By this time Ian Barr was in England, and Nora's great desire was to find out what had happened to him there. Her own conduct was to be determined by Sir Ian Hereward's. Her Ian would be silent to the end, whatever it might be, she was only too sure. But if Sir Ian Hereward kept silence, she would not. She would speak, even though the breaking of her promise meant the end of Ian's love.
"They shan't kill him—they shan't kill him!" the panting of the engine said for her, in train and boat.
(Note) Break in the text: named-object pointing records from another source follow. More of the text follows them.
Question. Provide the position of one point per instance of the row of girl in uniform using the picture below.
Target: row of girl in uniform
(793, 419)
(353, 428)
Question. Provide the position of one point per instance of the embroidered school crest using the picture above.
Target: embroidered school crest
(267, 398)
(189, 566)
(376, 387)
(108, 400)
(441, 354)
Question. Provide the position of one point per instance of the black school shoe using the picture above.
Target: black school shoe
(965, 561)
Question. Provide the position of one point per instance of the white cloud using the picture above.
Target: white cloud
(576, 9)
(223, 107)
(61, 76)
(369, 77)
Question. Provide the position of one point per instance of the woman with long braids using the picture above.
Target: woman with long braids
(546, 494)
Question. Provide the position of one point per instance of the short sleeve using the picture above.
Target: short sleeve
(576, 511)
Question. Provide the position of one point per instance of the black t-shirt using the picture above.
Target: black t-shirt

She could hardly wait to get to Dover, because there they would see the evening papers. There might be news of some sort, good or bad, in them. She felt there would be news. Big black headlines danced before her eyes: "Sir Ian Hereward Confesses to the Murder of his Wife." And, as a hideous alternative: "Evidence Piles Up Against Ian Barr. Damaging Statements by Sir Ian Hereward."
What if, with the best will in the world to break her promise, to tell all the truth as she had told it to Sir Ian, his word should be believed against hers, with Ian Barr silent, refusing to corroborate her, refusing to defend himself at Sir Ian's expense.
The girl shivered as if with ague, when this thought crawled into her mind, cold and sly as an adder. It might be so! It might be so! She would want to kill Sir Ian. But that would not save her lover. Perhaps nothing could save him, after all.